Vielleicht geht es Ihnen so wie mir: ich blicke die letzten Tage schon etwas wehmütig auf das Datum. Nur mehr kurz steht das so vertraute 1000 in unserer Jahresangabe. Ab dem 1. Jänner 2000 beginnen wir – für die nächsten tausend Jahre – unsere Datumsangabe mit der Zahl 2 bzw. Zweitausend.

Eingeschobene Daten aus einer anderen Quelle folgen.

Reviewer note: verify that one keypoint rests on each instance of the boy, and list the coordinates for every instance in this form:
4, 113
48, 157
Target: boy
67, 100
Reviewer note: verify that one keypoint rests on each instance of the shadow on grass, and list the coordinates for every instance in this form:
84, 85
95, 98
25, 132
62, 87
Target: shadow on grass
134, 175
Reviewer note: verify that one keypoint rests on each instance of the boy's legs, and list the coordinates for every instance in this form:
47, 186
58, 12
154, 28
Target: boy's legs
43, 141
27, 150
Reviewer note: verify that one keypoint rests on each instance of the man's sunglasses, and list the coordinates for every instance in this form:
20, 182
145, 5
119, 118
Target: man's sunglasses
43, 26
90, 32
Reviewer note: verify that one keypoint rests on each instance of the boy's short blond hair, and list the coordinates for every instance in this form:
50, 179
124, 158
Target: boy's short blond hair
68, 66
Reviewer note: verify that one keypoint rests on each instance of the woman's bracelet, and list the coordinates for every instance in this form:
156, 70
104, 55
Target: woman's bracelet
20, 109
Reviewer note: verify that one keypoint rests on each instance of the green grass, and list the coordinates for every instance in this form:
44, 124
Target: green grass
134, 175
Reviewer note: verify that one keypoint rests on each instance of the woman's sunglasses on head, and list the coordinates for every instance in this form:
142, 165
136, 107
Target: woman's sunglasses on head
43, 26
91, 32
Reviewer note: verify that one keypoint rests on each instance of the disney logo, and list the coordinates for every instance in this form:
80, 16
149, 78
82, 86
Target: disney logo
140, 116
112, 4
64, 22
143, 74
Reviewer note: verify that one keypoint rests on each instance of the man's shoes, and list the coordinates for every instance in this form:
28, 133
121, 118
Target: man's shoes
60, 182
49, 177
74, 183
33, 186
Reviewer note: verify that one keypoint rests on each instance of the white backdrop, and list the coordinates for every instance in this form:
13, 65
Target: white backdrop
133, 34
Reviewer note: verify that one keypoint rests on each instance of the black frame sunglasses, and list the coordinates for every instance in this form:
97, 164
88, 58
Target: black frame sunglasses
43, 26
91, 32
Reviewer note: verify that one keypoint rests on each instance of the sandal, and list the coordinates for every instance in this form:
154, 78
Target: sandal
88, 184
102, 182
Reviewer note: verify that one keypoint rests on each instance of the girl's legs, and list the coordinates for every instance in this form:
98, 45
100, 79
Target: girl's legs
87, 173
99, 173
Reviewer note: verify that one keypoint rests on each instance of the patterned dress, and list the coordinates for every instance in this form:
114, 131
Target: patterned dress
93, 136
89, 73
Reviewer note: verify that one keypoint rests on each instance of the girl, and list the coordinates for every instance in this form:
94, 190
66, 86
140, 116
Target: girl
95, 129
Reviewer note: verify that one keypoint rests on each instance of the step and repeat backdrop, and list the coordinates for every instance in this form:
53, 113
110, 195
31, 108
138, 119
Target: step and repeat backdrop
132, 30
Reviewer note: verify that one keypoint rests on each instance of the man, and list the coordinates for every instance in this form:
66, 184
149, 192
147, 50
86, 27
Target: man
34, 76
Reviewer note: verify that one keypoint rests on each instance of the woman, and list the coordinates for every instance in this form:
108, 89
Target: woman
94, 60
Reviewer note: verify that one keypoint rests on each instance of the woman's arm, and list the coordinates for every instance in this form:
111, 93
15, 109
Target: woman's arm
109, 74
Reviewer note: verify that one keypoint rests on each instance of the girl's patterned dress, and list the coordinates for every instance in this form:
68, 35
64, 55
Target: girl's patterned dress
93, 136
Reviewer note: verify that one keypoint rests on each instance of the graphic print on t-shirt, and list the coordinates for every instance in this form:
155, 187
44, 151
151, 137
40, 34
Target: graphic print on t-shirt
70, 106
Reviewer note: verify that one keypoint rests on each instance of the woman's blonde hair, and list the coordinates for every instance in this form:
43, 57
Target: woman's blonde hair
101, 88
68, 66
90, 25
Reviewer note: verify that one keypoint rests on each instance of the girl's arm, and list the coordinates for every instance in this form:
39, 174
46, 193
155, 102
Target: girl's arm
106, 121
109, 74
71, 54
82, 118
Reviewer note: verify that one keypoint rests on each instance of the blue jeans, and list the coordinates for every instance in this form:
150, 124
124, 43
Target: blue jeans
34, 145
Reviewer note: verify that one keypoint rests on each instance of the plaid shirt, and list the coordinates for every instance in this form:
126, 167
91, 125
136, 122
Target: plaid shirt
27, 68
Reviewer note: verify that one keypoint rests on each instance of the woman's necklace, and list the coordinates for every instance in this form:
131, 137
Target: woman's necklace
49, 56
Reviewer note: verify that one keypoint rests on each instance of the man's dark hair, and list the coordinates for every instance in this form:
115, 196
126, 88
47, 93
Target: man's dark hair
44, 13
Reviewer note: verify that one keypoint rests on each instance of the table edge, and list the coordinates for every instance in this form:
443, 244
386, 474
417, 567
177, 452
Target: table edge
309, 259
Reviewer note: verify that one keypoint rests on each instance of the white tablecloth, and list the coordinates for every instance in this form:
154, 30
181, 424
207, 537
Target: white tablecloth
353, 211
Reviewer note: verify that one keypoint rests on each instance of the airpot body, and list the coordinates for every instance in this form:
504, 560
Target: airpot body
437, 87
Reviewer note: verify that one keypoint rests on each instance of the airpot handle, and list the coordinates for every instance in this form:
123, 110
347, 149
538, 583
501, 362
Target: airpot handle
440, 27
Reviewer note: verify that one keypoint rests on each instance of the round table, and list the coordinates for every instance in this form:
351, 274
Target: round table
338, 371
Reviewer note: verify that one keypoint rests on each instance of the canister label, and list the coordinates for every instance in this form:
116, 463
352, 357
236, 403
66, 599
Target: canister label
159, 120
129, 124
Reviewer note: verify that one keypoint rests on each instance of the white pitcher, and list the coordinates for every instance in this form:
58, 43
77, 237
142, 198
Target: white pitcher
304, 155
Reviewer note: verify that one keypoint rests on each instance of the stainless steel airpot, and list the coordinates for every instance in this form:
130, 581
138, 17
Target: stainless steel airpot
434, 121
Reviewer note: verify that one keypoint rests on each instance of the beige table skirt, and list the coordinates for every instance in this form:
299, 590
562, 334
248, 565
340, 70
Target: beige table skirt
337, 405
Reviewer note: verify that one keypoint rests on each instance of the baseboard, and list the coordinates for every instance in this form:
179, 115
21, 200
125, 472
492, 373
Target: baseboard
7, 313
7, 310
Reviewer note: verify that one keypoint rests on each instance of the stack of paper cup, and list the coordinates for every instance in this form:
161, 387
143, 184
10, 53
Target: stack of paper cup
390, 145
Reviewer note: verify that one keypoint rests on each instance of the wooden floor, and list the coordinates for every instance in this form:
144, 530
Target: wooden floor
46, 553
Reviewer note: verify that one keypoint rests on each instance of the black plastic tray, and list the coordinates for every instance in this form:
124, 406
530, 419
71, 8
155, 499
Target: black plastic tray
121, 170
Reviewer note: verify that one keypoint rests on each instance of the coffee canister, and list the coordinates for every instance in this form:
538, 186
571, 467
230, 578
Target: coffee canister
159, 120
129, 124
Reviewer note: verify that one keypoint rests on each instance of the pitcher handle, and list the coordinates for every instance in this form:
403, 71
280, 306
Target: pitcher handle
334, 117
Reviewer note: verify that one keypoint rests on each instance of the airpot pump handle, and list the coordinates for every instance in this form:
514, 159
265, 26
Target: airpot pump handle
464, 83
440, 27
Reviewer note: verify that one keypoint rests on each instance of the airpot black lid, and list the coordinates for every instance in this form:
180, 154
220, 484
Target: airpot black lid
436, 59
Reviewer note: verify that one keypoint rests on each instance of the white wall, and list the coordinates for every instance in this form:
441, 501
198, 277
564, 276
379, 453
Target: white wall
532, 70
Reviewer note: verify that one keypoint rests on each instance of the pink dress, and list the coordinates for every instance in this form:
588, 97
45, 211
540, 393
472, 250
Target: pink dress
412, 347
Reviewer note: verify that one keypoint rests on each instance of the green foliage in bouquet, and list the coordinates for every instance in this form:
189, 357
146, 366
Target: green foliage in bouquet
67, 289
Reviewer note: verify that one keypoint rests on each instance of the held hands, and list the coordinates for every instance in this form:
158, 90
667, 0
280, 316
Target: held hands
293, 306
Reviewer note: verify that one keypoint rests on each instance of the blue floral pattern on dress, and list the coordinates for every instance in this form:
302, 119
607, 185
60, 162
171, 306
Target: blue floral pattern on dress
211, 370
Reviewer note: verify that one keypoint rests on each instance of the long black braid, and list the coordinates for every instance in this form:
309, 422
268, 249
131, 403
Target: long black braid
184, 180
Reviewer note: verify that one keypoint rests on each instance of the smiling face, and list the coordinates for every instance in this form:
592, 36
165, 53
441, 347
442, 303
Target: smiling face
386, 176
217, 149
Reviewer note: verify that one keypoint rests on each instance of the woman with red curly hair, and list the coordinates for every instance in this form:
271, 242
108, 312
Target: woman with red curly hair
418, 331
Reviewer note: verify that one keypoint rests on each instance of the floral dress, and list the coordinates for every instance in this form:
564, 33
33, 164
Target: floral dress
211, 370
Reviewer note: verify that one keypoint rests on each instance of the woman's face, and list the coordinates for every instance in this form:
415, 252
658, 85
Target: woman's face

Diese Nostalgie bezieht sich nur auf die Schreibweise, aber trotzdem: auch solche kleinen, eigentlich unbedeutenden Dinge gehören zum Alltag, und es fällt nicht ganz leicht, sich von Gewohntem zu trennen.
Aber man kann die Zeit noch anders betrachten, nicht nur als eine Ansammlung von Jahren. Das kommt sehr schön im Zusatz nach/vor Christi Geburt zum Ausdruck. Unsere offizielle Zeitrechnung hat demnach einen ganz bewusst gewählten Orientierungspunkt: Jesus Christus. Unsere Zeit wird, sobald wir ein Datum sagen, mit ihm in Beziehung gebracht!
Haben Sie schon einmal überlegt, wie eine Zeit, eine Welt auszusähe, deren Maßstab nicht Christus ist, sondern Hitlers Machtergreifung oder die Oktoberrevolution? So betrachtet wird uns vielleicht wieder bewusster, wie entscheidend Orientierungsgrößen sind – sie prägen und formen unser Denken, unser Handeln, unsere Werte, unser Leben – die Zeit.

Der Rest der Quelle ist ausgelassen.